Figure 3

Imp-L2 binds Dilp2 and counteracts its activity. (a,b) Antibody staining of larval brains with an Imp-L2 antibody (green). (a) Specific neurons of both brain hemispheres, the subesophageal ganglion region (gray arrow) and the corpora cardiaca (white arrow) express Imp-L2 protein. The corpora allata are innervated by Imp-L2 expressing axons. White arrowheads mark the Dilp-producing m-NSCs. (b) In larvae carrying a dilp2-lacZ.nls transgene, co-staining with β-galactosidase and Imp-L2 antibodies reveals that the seven dilp-expressing m-NSCs also produce low levels of Imp-L2. (c) The size increase of arm-Gal4, UAS-dilp2 flies is dominantly enhanced by reducing Imp-L2 levels. In an Imp-L2^-/- background, dilp2 overexpression results in lethality, which can be rescued by a copy of the Imp-L2 genomic rescue construct (GR). (d) Overexpression of dilp2 as well as of Imp-L2 at high levels by ppl-Gal4 causes lethality, whereas concomitant overexpression of dilp2 and Imp-L2 yields flies of wild-type size. The lacZ transgene was introduced to rule out a dosage effect of the UAS/Gal4-system. (e) Imp-L2 binds Dilp2. In-vitro-translated, ³⁵S-labeled wild-type (ImpL2-IVT, about 32 kDa) or mutant (ImpL2^MG2-IVT, about 30 kDa) Imp-L2 (lane 1) was incubated with cell lysates of either non-transfected (lane 3) or stably transfected S2 cells expressing Flag-Dilp2 (lane 2). Imp-L2 could only be pulled down in the presence of Dilp2. The Imp-L2^MG2 mutation abolished Dilp2 binding.
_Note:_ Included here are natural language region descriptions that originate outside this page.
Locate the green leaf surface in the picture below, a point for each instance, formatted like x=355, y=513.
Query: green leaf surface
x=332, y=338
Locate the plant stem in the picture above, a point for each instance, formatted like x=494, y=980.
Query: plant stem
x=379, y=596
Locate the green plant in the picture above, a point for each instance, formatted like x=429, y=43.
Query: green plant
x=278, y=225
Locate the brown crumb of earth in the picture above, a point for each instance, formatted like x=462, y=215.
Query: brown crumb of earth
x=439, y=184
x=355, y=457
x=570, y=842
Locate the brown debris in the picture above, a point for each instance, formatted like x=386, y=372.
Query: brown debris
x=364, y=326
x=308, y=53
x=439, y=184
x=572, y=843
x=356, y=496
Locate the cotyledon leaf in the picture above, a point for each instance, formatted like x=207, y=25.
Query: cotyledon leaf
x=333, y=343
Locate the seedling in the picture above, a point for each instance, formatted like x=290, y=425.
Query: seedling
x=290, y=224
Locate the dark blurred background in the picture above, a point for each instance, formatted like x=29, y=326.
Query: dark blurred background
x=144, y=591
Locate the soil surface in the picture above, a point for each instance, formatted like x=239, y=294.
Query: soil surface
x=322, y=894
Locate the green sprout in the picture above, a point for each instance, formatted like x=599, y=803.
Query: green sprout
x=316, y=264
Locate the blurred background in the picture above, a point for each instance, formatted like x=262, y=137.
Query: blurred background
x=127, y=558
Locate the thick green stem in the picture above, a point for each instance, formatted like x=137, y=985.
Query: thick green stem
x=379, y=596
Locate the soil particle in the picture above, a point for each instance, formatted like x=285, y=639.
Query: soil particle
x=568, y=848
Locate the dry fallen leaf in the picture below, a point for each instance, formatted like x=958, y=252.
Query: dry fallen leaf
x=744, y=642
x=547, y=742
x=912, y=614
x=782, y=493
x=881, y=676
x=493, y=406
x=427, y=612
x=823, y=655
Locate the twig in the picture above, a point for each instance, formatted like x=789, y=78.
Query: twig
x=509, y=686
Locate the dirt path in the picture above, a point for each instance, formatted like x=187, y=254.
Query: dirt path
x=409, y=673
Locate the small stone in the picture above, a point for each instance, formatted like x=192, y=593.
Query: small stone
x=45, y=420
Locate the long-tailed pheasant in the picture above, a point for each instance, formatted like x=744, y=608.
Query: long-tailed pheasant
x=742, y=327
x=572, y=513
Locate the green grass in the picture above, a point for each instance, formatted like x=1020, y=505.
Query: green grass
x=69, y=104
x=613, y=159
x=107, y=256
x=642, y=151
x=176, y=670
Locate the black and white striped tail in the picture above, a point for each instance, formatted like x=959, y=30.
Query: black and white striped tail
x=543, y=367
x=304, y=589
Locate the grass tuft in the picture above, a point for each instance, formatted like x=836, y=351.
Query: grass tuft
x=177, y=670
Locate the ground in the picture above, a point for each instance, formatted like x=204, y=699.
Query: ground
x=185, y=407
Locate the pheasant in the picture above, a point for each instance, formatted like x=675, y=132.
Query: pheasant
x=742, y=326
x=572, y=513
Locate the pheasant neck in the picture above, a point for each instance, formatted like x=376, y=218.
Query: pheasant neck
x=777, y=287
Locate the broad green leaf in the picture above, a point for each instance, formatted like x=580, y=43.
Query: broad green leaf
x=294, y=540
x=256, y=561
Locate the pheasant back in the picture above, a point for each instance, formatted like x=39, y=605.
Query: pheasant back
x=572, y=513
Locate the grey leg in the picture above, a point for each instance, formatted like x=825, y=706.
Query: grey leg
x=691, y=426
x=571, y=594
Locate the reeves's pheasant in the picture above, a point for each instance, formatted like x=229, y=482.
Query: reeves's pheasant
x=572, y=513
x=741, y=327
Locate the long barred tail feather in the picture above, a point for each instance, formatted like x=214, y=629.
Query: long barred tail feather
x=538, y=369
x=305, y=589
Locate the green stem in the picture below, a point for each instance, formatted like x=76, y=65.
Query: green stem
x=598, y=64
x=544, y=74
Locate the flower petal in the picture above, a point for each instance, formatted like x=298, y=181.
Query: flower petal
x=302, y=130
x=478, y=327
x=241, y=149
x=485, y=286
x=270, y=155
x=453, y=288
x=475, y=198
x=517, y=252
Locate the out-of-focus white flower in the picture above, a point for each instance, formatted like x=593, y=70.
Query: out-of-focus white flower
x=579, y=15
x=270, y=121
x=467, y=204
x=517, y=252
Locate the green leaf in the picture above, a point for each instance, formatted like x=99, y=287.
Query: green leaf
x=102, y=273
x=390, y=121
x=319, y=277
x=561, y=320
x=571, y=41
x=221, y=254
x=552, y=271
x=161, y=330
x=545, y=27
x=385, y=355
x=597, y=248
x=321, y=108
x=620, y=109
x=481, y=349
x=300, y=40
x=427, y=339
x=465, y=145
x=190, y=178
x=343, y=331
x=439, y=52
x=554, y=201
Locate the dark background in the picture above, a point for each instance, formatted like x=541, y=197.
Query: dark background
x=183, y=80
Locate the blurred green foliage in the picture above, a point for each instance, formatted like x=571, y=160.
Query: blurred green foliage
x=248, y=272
Genotypes in (c): 'Imp-L2^+/-' Imp-L2^Def42/+; 'Imp-L2^-/-' Imp-L2^Def42/Imp-L2^Def20; 'Imp-L2^-/-, GR' Imp-L2^Def42/Imp-L2^Def20, GR-57; 'control' (black bar) arm-Gal4, UAS-GFP. P-values were determined using unpaired Student's t-test (n = 40, except for bars 1–3 in (c): bar 1, n = 31; bars 2 and 3, n = 17). Error bars represent s.d.